Le portrait de Paddington

«Il porterait les vêtements que je portais à l'époque: un duffle-coat du surplus militaire britannique et un chapeau de brousse informe, qu'il lèverait chaque fois qu'il rencontrerait quelqu'un, car ce serait un ours bien élevé et poli. (À cet égard, c'est à mon père que Paddington ressemble plus, car mon père n'a jamais quitté la maison sans un chapeau. On assure même qu'il en portait un dans l'eau quand nous étions en vacances, au cas où il rencontrerait quelqu'un).

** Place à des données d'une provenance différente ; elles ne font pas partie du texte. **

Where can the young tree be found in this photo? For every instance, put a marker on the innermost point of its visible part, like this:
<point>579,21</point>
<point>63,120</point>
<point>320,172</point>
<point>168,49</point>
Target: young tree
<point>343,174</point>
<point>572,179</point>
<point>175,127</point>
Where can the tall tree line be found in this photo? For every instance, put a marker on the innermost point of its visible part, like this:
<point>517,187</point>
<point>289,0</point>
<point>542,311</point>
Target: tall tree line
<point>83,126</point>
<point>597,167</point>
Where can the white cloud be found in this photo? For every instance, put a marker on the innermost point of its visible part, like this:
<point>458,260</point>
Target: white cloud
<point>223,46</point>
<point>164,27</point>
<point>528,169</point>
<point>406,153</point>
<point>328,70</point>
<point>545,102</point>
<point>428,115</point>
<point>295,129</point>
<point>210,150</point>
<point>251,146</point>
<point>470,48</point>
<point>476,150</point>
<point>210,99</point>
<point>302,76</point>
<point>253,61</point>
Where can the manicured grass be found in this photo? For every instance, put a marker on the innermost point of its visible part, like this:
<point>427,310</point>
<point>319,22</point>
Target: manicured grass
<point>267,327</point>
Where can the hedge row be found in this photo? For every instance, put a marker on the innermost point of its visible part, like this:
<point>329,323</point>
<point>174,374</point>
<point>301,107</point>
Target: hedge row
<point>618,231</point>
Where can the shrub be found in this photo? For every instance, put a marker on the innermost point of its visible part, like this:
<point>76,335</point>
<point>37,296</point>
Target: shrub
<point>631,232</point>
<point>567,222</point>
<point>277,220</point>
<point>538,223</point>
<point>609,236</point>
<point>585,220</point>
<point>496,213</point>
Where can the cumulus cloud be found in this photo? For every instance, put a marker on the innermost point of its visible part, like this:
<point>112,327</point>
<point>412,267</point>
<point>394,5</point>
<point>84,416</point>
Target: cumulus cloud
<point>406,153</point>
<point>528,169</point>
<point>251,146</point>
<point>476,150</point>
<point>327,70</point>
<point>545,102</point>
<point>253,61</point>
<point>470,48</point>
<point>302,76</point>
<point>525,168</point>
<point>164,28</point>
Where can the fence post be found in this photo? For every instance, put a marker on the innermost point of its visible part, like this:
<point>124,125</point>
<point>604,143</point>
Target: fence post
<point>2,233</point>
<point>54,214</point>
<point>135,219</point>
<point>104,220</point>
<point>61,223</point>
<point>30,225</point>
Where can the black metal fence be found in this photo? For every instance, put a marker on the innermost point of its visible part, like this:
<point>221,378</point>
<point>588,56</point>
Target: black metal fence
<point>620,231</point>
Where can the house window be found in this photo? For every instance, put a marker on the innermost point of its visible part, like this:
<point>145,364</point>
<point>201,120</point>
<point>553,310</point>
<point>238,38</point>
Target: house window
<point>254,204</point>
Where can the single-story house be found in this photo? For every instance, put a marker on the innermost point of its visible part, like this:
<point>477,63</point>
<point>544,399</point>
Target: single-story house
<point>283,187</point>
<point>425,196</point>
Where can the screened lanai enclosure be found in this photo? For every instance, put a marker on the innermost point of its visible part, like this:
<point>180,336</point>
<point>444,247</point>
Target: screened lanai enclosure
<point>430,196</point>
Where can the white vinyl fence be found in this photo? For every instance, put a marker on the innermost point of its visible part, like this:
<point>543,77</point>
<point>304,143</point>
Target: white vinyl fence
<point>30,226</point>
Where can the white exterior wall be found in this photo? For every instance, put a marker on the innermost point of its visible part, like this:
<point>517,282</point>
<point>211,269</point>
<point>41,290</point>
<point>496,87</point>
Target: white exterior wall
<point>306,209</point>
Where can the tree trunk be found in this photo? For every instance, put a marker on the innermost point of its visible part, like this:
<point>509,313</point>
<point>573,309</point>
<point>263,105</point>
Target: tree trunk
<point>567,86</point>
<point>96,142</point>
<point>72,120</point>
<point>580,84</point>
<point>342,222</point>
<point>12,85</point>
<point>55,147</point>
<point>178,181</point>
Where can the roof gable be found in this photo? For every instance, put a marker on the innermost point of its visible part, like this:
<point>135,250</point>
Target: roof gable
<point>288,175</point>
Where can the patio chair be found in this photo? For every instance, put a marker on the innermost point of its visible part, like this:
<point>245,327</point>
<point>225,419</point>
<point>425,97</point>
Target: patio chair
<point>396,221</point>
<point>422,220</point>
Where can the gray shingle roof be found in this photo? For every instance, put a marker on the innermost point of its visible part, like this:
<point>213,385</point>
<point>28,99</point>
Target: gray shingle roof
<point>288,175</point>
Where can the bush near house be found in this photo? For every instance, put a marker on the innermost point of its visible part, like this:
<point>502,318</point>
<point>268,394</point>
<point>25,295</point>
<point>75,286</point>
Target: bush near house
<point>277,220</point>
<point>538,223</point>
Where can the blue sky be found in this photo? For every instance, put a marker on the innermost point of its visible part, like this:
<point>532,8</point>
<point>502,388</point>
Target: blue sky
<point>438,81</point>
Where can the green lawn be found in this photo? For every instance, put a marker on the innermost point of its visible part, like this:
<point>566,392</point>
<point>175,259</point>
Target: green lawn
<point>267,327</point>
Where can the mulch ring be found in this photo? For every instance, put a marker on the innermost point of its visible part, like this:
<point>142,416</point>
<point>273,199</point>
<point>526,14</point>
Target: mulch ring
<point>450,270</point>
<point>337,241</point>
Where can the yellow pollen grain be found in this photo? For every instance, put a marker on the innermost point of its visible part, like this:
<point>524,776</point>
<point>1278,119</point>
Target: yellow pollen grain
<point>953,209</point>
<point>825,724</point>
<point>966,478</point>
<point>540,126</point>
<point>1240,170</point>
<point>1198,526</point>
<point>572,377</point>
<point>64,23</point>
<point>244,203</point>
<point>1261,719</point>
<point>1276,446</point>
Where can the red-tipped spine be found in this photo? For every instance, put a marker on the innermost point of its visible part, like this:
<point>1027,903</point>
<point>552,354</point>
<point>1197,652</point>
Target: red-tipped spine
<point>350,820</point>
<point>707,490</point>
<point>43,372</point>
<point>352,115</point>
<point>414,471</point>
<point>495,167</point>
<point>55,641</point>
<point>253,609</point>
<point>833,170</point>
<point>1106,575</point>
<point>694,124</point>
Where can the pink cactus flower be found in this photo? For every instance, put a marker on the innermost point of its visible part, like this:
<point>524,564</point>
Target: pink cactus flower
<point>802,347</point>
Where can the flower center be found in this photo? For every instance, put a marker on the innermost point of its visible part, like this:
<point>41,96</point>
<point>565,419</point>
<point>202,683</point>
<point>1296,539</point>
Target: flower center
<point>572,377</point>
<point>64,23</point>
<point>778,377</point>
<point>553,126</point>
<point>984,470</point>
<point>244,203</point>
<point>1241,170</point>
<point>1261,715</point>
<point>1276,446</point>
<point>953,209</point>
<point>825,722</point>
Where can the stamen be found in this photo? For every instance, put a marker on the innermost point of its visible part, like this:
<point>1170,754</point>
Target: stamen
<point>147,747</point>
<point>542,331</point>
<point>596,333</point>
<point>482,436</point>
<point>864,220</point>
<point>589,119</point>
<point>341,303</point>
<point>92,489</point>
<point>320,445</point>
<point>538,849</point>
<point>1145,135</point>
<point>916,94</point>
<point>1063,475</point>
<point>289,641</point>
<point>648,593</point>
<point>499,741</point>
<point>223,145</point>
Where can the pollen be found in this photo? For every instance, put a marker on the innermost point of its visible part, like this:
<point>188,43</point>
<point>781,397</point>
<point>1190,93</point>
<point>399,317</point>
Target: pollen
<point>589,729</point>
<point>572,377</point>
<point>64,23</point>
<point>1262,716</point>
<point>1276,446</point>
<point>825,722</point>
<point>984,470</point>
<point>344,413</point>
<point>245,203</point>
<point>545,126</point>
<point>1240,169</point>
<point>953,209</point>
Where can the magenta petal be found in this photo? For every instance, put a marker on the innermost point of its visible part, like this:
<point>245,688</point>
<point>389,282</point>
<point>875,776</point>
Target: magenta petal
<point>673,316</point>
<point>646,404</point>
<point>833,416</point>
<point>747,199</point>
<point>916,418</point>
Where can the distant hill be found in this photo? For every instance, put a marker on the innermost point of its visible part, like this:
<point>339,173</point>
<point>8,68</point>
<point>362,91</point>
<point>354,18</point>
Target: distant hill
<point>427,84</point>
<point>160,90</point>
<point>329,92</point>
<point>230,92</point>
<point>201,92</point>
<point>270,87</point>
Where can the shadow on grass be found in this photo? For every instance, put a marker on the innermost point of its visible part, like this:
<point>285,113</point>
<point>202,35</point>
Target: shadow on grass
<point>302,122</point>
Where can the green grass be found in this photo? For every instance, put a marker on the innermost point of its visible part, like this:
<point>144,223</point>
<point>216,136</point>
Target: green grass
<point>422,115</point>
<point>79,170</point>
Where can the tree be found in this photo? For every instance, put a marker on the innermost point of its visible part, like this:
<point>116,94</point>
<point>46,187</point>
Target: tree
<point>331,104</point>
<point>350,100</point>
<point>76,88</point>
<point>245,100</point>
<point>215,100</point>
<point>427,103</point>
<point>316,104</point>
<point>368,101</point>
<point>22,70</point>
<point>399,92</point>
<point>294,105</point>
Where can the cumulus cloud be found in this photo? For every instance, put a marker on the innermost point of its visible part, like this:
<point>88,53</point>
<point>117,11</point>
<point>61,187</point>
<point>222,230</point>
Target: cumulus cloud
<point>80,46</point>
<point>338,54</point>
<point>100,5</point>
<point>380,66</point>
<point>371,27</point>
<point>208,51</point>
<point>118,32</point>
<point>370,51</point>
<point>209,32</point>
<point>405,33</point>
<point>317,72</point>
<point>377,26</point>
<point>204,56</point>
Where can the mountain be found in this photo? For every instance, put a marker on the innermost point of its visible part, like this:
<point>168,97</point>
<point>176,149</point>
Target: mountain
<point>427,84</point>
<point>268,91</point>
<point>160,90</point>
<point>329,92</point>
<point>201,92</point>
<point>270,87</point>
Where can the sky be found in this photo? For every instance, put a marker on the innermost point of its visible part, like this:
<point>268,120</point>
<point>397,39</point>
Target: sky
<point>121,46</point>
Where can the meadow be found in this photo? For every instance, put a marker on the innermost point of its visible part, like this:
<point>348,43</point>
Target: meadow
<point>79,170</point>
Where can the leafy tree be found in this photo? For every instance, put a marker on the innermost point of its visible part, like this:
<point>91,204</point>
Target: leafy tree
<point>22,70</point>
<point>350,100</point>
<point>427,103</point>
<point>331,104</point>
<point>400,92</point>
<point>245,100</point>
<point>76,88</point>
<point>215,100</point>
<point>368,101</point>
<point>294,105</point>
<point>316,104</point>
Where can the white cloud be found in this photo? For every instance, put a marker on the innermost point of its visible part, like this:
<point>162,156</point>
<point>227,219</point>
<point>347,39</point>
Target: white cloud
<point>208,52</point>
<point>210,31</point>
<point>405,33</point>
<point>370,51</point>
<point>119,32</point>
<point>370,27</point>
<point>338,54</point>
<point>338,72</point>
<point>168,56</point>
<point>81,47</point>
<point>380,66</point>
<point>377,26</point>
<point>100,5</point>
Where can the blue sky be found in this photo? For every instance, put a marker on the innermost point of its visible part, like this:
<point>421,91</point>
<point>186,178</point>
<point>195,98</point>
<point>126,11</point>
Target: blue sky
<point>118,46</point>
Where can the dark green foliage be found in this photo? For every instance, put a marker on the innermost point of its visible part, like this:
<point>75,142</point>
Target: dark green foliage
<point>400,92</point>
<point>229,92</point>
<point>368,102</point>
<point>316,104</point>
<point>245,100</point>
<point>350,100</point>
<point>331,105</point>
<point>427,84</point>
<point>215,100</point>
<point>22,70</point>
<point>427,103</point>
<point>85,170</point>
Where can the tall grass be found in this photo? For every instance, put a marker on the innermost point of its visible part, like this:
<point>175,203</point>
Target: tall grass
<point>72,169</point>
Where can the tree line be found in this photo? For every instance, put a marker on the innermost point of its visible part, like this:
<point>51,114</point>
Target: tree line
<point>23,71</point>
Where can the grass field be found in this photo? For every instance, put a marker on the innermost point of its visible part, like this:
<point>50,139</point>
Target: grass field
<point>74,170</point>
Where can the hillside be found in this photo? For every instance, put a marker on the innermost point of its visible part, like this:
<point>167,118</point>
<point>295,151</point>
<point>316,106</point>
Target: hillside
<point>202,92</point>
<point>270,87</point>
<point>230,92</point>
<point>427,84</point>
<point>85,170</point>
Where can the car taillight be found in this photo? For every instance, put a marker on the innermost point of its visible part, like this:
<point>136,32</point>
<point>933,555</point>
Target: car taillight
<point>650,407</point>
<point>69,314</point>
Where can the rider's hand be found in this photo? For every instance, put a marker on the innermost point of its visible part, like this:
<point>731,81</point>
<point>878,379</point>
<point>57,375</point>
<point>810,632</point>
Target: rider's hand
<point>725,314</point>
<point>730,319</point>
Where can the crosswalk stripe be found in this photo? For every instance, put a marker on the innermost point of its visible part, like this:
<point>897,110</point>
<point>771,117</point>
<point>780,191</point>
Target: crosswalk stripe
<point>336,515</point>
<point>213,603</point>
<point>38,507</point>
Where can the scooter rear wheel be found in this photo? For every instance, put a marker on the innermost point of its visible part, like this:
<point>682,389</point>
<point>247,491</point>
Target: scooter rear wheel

«Oui, ce serait un ours toujours plein de bonnes intentions et optimiste, quoique porté à faire des gaffes. Comme le dit Paddington lui-même dans la première histoire: «Il m'arrive toujours plein de choses. Je suis ce genre d'ours. «Et il aurait appris à parler un excellent anglais avant d'être envoyé dans le monde.

«J'ai décidé qu'il arriverait du Pérou parce que je cherchais un endroit où les ours existaient toujours, mais éloigné et isolé: le Pérou l'était à l'époque et j'ai écrit «du fin fond du Pérou «pour renforcer cette idée.»

Un ours parmi nous

«Paddington serait aussi un éternel optimiste. Les lecteurs et les téléspectateurs (du dessin animé) voient les catastrophes arriver bien avant lui, partagés entre l'idée de lui crier «Non, ne fais pas ça «et l'idée de voir comment il va s'en tirer. Difficile de gronder quelqu'un d'aussi bien intentionné!

«Ensuite, j'ai créé le personnage de M. Curry, un voisin grincheux qui essaie toujours d'exploiter Paddington: quand la situation virerait à la catastrophe, les conséquences seraient encore pires pour M. Curry! Par ailleurs, bien que la famille Brown soit très bonne avec Paddington, celui-ci est fondamentalement un réfugié, et seul un autre réfugié peut comprendre cela. Voilà pourquoi j'ai créé M. Gruber, un réfugié hongrois, et ils sont très proches l'un de l'autre.

«[...] Mais le plus important, c'était que personne ne se surprenne de ce que Paddington soit un ours! Oui, voilà: tout le monde le traiterait comme un gentleman étranger un peu bizarre. Je crois que c'est pour cela que les adultes l'apprécient autant que les enfants. (...)»

Toujours le même

«Si j'en crois les lettres d'enfants que je reçois aujourd'hui, leurs réactions sont les mêmes qu'il y a 50 ans. Par contre, le rythme de vie a tellement accéléré que beaucoup de gens sont un peu envieux du fait que Paddington ne change pas et qu'il vive encore à son propre rythme. Depuis la parution du premier album il y a 56 ans, le monde a rétréci et a perdu une bonne partie de son charme, parce qu'il n'y a plus beaucoup de surprises. Mais la nature humaine, elle, demeure la même... Comme Paddington!»